Onu yakın(ların)da gördüklerinde, kâfir olanların yüzleri asılmış olacaktır ve kendilerine "İşte aceleyle istediğiniz (gün) budur!" denecektir.
Onu yaklaşırken gördükleri zaman inkarcıların suratı asılır ve onlara "İşte isteyip durduğunuz şey budur" denir.
Onu yakından gördükleri zaman, gerçeği yalanlayan nankörlerin yüzleri kötüleşti. Onlara: "İşte bu, sizin isteyip durduğunuz şey!" denildi.
O tehdidi yakından görünce ayetleri görmezlikten gelenlerin (kafirlerin) yüzleri fenalaşır ve onlara "Öğrenmek istediğiniz şey budur" denir.
Fakat onu yaklaşırken gördükleri zaman, nankörlük edenlerin yüzleri asılacaktır. Ve şöyle denilecektir: "İsteyip durduğunuz şey, işte budur!"
Fakat onun çok yakın olduğunu gördükleri zaman, inkara şartlanmış olanların suratları asılacak; dahası kendilerine denilecek ki: "İşte (gelmeyeceğini) iddia edip durduğunuz (gün) budur!"
Onu yakından gördüklerinde, inkar edenlerin yüzleri kötüleşti. Şöyle denildi: "O habire çağırıp durduğunuz şey budur."
Nihayet onu pek yakında gördüklerinde, o inkar edenlerin yüzleri kötüleşip karardı. Ve: "İşte bu, sizin (gerçekleşmeyecek diye) öne sürüp durduğunuz şeydir" denildi.
Derken vakti gelip de onu yakından gördüklerinde o inkar edenlerin yüzleri kötüleşti ve: "İşte o sizin kendinize davet edip durduğunuz budur!" denildi.
Ama sonunda, bu (gerçekleşme)nin yakın olduğunu gördükleri zaman, hakikati inkar edenlerin yüzleri acı ile buruşacak ve onlara: "İşte (o kadar küçümseyerek) çağırıp durduğunuz şey budur!" denilecek.
Onu (azabı) yakından gördükleri zaman inkar edenlerin yüzleri kötüleşir ve onlara, "İşte bu, (alaylı bir biçimde) isteyip durduğunuz şeydir" denir.
Derken vaktı gelip de onu yakından gördüklerinde o küfredenlerin yüzleri kötüleşiverdi. Ve denildi ki işte, o sizin kendilerine da'vet edip durduğunuz budur
Onu yakın görünce inkar edenlerin yüzleri kötüleşti. Ve: "İşte çağırıp durduğunuz şey budur!" dendi.
Nihayet onu pek yakında gördüklerinde, o küfredenlerin yüzleri kötüleşip karardı. Ve: "İşte bu, sizin (gerçekleşmeyecek diye) öne sürüp durduğunuz şeydir" denildi.

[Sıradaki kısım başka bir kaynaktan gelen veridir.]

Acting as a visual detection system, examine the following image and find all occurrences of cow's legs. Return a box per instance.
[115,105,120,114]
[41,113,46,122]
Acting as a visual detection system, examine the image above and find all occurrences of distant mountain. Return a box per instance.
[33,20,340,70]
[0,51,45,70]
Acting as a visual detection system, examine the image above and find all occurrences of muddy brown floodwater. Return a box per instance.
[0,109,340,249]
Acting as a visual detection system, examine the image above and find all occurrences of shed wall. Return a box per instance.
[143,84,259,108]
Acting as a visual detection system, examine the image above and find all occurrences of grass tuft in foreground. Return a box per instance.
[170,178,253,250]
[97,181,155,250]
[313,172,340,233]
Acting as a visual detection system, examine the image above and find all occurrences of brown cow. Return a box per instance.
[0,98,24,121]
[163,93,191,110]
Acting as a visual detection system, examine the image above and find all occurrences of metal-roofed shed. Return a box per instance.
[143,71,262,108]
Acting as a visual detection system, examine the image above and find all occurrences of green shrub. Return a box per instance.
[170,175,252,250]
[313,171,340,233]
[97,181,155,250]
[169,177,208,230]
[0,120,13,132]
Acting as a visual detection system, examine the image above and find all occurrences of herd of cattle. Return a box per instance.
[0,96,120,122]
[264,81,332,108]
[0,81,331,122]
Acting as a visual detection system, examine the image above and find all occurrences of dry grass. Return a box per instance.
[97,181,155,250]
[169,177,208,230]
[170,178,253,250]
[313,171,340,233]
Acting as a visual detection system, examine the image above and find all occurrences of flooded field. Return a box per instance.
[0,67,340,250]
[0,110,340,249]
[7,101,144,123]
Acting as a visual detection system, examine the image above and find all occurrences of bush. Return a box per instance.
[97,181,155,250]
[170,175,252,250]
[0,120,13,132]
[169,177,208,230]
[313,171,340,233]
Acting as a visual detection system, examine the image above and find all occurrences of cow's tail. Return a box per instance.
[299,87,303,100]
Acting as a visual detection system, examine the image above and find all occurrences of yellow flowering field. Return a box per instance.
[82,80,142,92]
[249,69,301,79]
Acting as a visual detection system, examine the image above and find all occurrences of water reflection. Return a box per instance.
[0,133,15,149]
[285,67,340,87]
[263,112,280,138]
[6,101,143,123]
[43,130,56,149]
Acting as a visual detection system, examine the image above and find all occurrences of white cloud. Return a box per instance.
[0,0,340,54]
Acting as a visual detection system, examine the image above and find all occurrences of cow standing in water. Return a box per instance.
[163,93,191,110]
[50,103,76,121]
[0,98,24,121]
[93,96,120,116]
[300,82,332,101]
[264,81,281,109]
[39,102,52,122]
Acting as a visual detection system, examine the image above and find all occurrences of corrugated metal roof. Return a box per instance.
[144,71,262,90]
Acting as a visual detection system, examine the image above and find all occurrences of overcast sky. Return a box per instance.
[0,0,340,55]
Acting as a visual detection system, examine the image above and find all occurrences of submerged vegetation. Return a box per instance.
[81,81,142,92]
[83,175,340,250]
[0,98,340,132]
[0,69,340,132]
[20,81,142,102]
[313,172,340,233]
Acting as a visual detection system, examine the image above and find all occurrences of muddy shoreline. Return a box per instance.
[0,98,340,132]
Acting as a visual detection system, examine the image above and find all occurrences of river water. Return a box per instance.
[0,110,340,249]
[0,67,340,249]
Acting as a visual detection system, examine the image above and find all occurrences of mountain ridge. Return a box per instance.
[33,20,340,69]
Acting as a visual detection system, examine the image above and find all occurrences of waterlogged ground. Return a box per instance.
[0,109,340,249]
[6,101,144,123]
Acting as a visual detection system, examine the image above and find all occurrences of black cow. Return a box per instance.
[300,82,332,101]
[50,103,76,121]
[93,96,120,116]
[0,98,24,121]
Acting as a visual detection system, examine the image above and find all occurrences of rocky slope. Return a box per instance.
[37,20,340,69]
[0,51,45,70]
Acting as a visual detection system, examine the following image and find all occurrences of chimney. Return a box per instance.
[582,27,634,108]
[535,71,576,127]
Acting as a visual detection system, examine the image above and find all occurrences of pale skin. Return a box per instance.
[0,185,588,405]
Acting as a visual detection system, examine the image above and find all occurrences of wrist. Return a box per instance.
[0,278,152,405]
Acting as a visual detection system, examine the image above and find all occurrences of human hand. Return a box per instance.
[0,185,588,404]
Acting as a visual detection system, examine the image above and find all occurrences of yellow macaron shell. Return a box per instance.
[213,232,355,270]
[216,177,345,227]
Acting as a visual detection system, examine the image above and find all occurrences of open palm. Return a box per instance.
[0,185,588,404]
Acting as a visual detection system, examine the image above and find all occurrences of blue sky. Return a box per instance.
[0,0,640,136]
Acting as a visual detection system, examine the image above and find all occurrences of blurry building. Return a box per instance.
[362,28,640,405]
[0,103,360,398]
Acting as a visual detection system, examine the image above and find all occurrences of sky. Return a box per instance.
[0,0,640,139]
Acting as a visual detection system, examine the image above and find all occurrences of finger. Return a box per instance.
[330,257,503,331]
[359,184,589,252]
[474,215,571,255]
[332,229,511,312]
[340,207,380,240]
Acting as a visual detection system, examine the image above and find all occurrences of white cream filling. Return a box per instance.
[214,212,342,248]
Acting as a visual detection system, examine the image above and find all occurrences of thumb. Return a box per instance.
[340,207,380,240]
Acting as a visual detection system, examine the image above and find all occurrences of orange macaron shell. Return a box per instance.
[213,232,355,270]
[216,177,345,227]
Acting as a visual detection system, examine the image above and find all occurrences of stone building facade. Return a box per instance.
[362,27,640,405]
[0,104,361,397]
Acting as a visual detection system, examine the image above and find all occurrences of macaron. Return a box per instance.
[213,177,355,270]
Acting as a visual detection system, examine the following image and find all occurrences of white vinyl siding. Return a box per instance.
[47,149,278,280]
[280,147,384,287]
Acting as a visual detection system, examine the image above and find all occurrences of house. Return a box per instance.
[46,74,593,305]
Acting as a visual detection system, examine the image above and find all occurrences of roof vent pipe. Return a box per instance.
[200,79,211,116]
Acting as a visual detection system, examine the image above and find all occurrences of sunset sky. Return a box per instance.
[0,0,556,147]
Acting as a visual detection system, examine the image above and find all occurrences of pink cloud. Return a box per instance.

Artık onu yakında gördükleri zaman o küfredenlerin yüzleri kötü bir haale getirilmiş ve (onlara) "İşte bu, sizin (çarçabuk istediğiniz ve aksini) iddia etdiğiniz şeydir" denilmişdir (denilecek).

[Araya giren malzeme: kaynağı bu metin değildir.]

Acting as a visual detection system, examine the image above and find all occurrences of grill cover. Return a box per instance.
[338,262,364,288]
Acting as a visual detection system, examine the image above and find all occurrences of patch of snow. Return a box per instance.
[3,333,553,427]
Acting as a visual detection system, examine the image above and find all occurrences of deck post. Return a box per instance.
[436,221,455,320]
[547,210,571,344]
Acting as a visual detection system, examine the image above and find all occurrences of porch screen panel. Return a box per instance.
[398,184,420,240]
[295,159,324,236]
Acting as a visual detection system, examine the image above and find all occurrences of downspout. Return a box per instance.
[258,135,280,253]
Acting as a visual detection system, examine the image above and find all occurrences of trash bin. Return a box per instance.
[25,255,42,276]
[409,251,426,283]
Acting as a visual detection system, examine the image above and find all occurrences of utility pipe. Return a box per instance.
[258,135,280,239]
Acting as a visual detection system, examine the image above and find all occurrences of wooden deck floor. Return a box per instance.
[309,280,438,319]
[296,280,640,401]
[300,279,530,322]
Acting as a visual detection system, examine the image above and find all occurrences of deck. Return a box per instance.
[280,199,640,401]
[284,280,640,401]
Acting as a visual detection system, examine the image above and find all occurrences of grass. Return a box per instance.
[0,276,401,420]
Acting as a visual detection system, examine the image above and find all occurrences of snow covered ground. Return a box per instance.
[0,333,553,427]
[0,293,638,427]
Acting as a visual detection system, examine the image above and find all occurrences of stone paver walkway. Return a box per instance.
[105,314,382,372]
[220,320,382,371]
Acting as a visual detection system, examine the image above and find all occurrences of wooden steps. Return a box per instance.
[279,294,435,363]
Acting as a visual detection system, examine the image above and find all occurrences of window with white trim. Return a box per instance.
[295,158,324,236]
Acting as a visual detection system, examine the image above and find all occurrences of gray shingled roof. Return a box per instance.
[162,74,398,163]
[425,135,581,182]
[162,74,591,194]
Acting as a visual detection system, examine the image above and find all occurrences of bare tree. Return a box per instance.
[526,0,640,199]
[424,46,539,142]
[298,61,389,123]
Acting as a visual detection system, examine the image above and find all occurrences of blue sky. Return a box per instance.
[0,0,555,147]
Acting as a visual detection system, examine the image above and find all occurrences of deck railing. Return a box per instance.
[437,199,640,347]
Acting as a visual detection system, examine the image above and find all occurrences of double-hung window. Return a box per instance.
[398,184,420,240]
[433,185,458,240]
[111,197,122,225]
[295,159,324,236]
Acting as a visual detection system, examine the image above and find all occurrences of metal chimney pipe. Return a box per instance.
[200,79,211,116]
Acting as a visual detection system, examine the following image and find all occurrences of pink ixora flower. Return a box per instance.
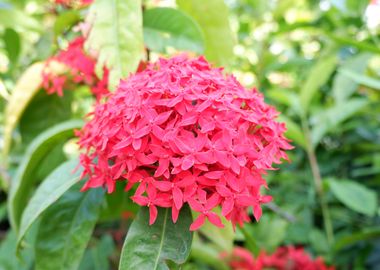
[42,37,109,99]
[221,246,335,270]
[78,55,292,230]
[54,0,93,7]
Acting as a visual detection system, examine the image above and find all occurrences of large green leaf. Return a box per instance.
[86,0,144,88]
[8,120,83,231]
[328,179,377,216]
[177,0,235,66]
[332,53,371,103]
[119,206,192,270]
[143,8,204,53]
[3,63,45,156]
[15,90,73,146]
[17,159,81,251]
[311,98,368,147]
[300,54,337,112]
[3,62,66,157]
[35,183,104,270]
[3,28,21,64]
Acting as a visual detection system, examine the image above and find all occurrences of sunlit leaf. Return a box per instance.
[86,0,144,89]
[8,120,83,231]
[3,62,65,156]
[177,0,235,66]
[339,69,380,90]
[35,183,104,270]
[78,234,115,270]
[278,114,306,148]
[311,98,368,146]
[0,8,42,32]
[144,8,204,53]
[54,10,80,36]
[119,206,192,270]
[4,28,21,64]
[17,159,81,252]
[332,53,371,103]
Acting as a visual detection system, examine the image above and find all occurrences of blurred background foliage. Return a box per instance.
[0,0,380,270]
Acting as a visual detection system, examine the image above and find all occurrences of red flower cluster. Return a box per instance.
[42,37,109,99]
[54,0,93,7]
[79,55,291,230]
[223,246,335,270]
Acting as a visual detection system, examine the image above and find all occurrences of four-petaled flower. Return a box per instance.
[78,55,291,230]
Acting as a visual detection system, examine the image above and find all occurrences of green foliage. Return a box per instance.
[177,0,235,66]
[35,183,104,270]
[143,8,204,53]
[17,159,81,251]
[329,179,377,216]
[0,0,380,270]
[86,0,143,89]
[119,206,192,270]
[8,120,83,230]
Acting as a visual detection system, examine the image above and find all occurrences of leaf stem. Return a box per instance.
[302,119,334,247]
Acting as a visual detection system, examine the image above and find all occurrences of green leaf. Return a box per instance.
[3,28,21,64]
[177,0,235,67]
[8,120,83,231]
[0,8,41,32]
[190,233,230,270]
[86,0,144,89]
[311,98,368,147]
[17,159,82,251]
[143,8,204,54]
[119,205,192,270]
[0,62,45,157]
[3,62,65,157]
[328,179,377,216]
[332,53,371,103]
[35,183,104,270]
[339,69,380,90]
[278,114,306,148]
[334,227,380,251]
[300,54,337,112]
[0,230,33,270]
[54,10,80,36]
[78,234,115,270]
[18,90,74,146]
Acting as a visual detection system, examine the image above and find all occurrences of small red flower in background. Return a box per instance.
[42,37,109,99]
[78,55,292,230]
[222,246,335,270]
[54,0,93,7]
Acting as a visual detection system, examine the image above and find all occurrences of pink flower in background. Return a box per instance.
[221,246,335,270]
[54,0,93,7]
[78,55,292,230]
[42,37,109,99]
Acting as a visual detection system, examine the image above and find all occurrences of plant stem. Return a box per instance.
[302,119,334,247]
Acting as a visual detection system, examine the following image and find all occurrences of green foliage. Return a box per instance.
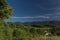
[0,0,12,19]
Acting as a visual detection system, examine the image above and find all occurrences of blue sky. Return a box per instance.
[6,0,60,22]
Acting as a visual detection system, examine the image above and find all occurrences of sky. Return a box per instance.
[5,0,60,22]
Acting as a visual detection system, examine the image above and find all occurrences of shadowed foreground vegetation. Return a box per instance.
[0,21,60,40]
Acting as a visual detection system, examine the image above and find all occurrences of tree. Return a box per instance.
[0,0,12,20]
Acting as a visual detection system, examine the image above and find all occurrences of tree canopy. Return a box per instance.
[0,0,12,19]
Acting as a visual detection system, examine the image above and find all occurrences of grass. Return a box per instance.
[13,36,60,40]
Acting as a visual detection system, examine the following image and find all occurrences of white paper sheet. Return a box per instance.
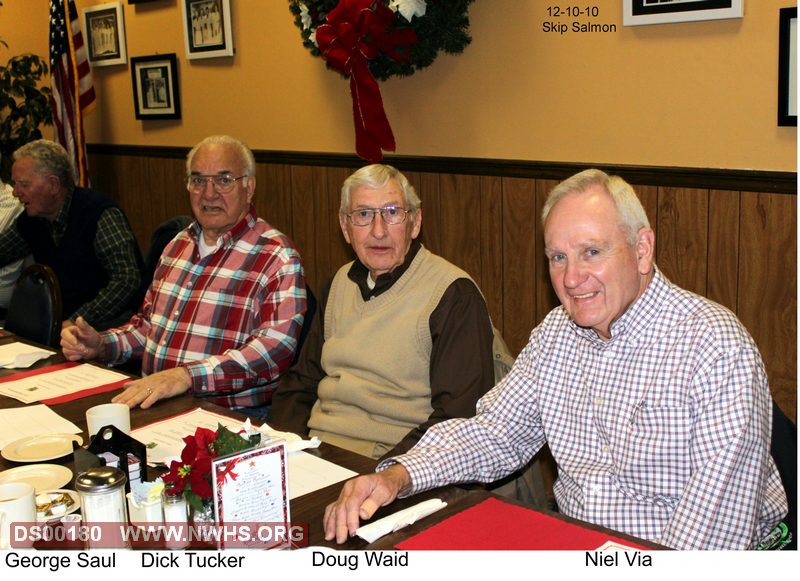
[0,342,56,369]
[0,404,81,449]
[0,363,128,403]
[282,452,358,500]
[131,408,357,499]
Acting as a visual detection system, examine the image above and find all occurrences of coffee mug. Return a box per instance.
[86,403,131,438]
[0,482,36,549]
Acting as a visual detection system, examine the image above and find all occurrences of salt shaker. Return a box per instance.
[75,466,128,548]
[161,487,189,549]
[75,466,128,523]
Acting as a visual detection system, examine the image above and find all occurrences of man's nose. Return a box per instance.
[564,260,586,288]
[370,212,386,238]
[200,180,220,198]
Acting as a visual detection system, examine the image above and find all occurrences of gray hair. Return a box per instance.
[186,135,256,177]
[13,139,75,191]
[339,163,422,215]
[542,169,650,245]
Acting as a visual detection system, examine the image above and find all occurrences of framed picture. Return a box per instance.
[131,53,181,119]
[83,2,128,67]
[778,6,797,127]
[622,0,744,26]
[180,0,233,59]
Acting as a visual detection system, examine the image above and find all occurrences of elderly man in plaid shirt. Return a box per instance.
[324,170,787,549]
[61,136,306,420]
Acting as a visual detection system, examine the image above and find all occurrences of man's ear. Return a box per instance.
[339,214,352,244]
[411,208,422,240]
[247,176,256,202]
[635,228,656,275]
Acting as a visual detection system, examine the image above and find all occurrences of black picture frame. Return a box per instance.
[131,53,181,120]
[180,0,234,60]
[622,0,744,26]
[83,2,128,67]
[778,6,797,127]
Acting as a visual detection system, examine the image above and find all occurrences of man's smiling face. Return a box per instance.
[189,143,256,244]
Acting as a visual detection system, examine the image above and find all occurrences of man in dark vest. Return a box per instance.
[0,139,142,329]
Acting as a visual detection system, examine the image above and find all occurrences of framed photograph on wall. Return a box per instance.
[622,0,744,26]
[131,53,181,119]
[778,6,797,127]
[83,2,128,67]
[180,0,233,59]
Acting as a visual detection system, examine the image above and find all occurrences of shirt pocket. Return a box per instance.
[618,405,692,505]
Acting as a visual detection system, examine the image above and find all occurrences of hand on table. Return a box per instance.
[323,464,411,544]
[61,317,100,361]
[111,367,192,409]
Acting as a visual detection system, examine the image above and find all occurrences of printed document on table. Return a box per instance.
[0,341,56,369]
[0,404,81,449]
[0,363,130,403]
[131,408,358,499]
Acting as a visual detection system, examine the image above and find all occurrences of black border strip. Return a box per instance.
[631,0,732,16]
[87,144,797,195]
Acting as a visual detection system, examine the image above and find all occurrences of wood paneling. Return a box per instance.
[90,148,797,419]
[736,192,797,421]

Onu yaklaşırken gördükleri vakit, küfredenlerin yüzleri buruştu. Ve: Sizin isteyip durduğunuz işte budur, denildi.
O'nu yakından gördükleri zaman, inkarcıların yüzleri simsiyah kesilir. Onlara denir ki: -İşte, isteyip durduğunuz şey!

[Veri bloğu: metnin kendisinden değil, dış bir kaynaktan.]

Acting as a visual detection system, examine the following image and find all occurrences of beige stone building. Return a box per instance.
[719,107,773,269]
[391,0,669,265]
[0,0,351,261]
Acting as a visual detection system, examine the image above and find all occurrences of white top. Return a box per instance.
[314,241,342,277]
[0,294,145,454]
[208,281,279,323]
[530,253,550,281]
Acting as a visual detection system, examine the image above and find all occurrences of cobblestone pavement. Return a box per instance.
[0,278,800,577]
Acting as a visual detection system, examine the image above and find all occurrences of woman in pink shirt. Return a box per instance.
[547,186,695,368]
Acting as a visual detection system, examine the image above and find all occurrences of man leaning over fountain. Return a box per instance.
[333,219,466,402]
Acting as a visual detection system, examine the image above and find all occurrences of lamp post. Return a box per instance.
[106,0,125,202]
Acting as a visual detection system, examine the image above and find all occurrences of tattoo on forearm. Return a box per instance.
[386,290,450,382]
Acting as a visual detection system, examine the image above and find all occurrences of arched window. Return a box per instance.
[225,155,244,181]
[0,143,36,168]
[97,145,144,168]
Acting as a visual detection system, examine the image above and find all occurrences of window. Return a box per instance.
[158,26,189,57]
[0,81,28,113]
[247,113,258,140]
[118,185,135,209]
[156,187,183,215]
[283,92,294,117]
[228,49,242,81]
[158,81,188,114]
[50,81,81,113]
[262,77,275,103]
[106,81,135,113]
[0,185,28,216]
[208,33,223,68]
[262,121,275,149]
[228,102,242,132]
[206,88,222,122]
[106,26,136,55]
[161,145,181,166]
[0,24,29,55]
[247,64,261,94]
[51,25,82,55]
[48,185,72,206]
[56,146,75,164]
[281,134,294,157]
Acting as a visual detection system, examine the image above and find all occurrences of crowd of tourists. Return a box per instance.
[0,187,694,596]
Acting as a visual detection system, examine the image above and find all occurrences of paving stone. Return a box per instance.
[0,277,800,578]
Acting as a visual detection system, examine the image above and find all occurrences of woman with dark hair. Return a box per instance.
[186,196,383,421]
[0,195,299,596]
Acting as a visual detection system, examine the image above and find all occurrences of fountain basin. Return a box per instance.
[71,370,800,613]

Onu yanıbaşlarında buldukları zaman inkar edenlerin kederden yüzleri mosmor kesilir. Kendilerine: "İşte sizin isteyip durduğunuz şey!" denilir.
Onu (ölümü) yaklaşmış gördüklerinde, o hakikat bilgisini inkar edenlerin yüzleri kötü oldu (karardı)! "İşte bu, kendisini bir an önce yaşamayı temenni ettiğinizdir!" denildi.
Onu yaklaşırken gördükleri zaman inkarcıların suratı asılır, ve onlara 'İşte isteyip durduğunuz şey budur,' denir.
Onu yakından gördükleri zaman, gerçeği yalanlayan nankörlerin yüzleri kötüleşti. Onlara: "İşte bu, sizin isteyip durduğunuz şey!" denildi.
So when they see it near, the faces of those who rejected will turn miserable, and it will be proclaimed: "This is what you had called for!. "
Then when they see it approaching, the faces of those who ignore warning will be distressed, and it will be said: “This is that for which you called.”
When they see it right up close, the faces of those who are kafir will be appalled and they will be told, ‘This is what you were calling for. ’
When they see it happening, the faces of those who disbelieved will turn miserable, and it will be proclaimed: "This is what you used to mock."
So when they see it near, the faces of those who rejected will turn miserable, and it will be proclaimed: "This is what you had called for!"
So when they see it near, the faces of those who rejected will turn miserable, and it will be proclaimed: "This is what you had called for!"